Fantasy Impact: Brandin Cooks in New England
3/11/17
 

Brandin Cooks

Cooks goes from being a 1-1A receiver in New Orleans to being a potential No.3 in New England.

Back in 1984 Rod Stewart released the album “Camolague”. On it was a little track called “Some Guys Have All the Luck”, and it’s the song that’s been buzzing around my head since the blockbuster trade involving Brandin Cooks to the Patriots went down on Friday. Cooks, the fourth-year player from Oregon State, goes from catching passes from one hall of Famer in Drew Brees, to the possible GOAT and reigning Super Bowl MVP in Tom Brady. So while I’m fairly confident Stewart didn’t have Cooks in mind when he penned that song, it’s certainly fits the situation.

The Saints made Cooks their first round pick in 2014, and while the end of season numbers don’t jump off the page (53-550-3), consider that those totals came in only ten games. Make no mistake, Cooks has been a big part of the offense the day he took the field for New Orleans. His sophomore campaign was dynamic, as he went off for an 84-1140-9 line, good enough to finish as fantasy’s No.12 overall receiver in standard leagues. There was a slight statistical regression, and some consistency issues last year, but Cooks actually rose to the No.8 overall receiver when the season finally came to an end.

I guess the biggest question is, why would the Saints move a great player entering the prime of his career? The answer lies somewhere between money and attitude. After a triple zero line in Week 12 against the Rams, Cooks was very vocal about his role on the offense. There were rumors that Cooks wanted out and with the ascendance of rookie Michael Thomas eating into his looks, from the Saints perspective, he was becoming expendable. The New Orleans front office knows that their competitive window is closing along with Brees’s career, and flipping a position of strength for an area of need actually makes plenty of sense. They will nearly recoup the value of Cooks’s original draft position, and can avoid the big payday he was sure to ask for after his rookie contract expires. Basically they took a page out of the New England personnel playbook.

Fantasy Impact

Speaking of the Pats, what does his acquisition mean for the offense, and more importantly, his fantasy value? Well clearly there is no drop-off in quarterback play. Cooks fits the mold of receiver this offense covets. He’s quick, and precise in his routes, but at the same time has big play potential despite his 5’9’’ frame. He’s suddenness out of his breaks, and had great chemistry with Brees were his strengths and things I expect to continue with Brady.
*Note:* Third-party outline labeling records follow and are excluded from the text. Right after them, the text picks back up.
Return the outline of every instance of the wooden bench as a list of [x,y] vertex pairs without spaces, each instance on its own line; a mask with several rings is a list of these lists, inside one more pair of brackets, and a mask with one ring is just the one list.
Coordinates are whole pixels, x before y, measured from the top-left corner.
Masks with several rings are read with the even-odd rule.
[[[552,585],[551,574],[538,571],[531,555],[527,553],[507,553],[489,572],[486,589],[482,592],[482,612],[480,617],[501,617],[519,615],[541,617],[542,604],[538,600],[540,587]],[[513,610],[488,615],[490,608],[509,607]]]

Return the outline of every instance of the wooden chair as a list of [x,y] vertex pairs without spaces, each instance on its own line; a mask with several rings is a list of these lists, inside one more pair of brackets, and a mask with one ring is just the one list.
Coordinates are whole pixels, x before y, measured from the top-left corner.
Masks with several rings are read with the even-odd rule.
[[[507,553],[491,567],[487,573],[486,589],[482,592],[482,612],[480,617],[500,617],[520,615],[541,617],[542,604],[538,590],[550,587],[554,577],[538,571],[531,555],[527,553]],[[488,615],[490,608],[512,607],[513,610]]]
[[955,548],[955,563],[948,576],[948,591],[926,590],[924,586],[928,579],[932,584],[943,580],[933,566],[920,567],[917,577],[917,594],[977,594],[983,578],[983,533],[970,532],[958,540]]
He’s an outstanding talent and fit for this offense, but I wonder just how big of a role he will play. The Patriot offense morphs from week to week, and Cook’s spot in the rotation remains uncertain. With Rob Gronkowski back healthy, and Julian Edelman being a fixture, Cooks goes from being a 1-1A receiver in New Orleans to being a potential No.3 in New England. Knowing how the Patriots do business with an eye to the future, this feels like a move more for 2018 than 2017. Granted, Cooks is an immediate upgrade on Danny Amendola and Chris Hogan, and a hedge bet for the health of Gronk, but I have a sneaky suspicion this trade was made with Edelman’s contract ending next offseason. Their games are very similar, but Cooks is seven years younger than Edelman, and come contract time makes for a much better investment.
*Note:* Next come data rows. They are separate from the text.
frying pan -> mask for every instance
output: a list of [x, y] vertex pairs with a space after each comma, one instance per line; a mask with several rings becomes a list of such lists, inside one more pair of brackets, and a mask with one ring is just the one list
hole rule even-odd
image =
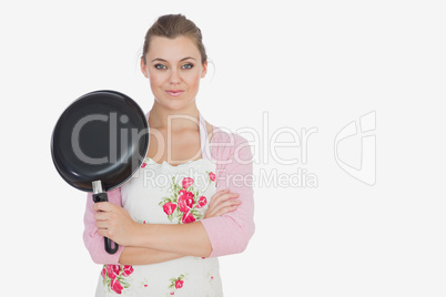
[[[124, 184], [149, 150], [149, 124], [141, 107], [116, 91], [95, 91], [75, 100], [58, 120], [51, 155], [71, 186], [107, 202], [107, 191]], [[112, 246], [114, 244], [114, 247]], [[118, 244], [104, 237], [109, 254]]]

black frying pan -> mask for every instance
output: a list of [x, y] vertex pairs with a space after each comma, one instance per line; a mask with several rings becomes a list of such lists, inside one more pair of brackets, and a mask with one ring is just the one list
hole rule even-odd
[[[60, 116], [51, 137], [51, 155], [62, 178], [75, 188], [108, 201], [107, 191], [125, 183], [149, 150], [149, 124], [141, 107], [115, 91], [97, 91], [75, 100]], [[109, 254], [118, 244], [104, 238]]]

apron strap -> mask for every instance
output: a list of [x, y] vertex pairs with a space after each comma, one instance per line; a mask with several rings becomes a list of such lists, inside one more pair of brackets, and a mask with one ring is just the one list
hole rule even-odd
[[202, 157], [205, 160], [211, 160], [211, 150], [209, 145], [207, 127], [204, 117], [200, 113], [200, 146]]

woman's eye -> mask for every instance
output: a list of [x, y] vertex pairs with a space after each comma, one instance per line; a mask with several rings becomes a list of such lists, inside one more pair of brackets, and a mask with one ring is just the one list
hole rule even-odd
[[191, 63], [182, 65], [182, 69], [191, 69], [191, 68], [193, 68], [193, 64]]
[[164, 70], [166, 66], [163, 64], [155, 64], [155, 69]]

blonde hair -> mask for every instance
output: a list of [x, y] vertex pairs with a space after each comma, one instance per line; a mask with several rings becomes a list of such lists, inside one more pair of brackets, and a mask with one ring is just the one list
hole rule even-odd
[[148, 30], [142, 50], [142, 59], [144, 64], [146, 63], [145, 55], [149, 52], [152, 37], [165, 37], [170, 39], [174, 39], [176, 37], [189, 37], [200, 51], [201, 62], [204, 64], [207, 60], [200, 28], [196, 27], [193, 21], [186, 19], [186, 17], [183, 14], [161, 16]]

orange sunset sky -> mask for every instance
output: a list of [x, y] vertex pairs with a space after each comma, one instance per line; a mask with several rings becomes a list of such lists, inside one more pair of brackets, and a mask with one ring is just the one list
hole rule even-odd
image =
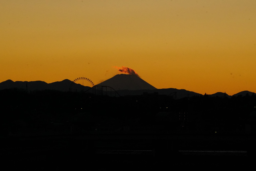
[[123, 66], [157, 88], [256, 92], [255, 0], [2, 0], [0, 18], [0, 82]]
In the short term, I see a regression for Cooks’s fantasy value. With Gronk and Edelman healthy, and a duo of solid pass catching backs on the roster, I’m having a hard time finding 100 targets for Cooks, the threshold I believe he’ll need to reach to have a hope at repeating his WR1 finish. I think it’s more likely he ends up as a decent WR2 that occasionally breaks out when he’s a big part of the game plan.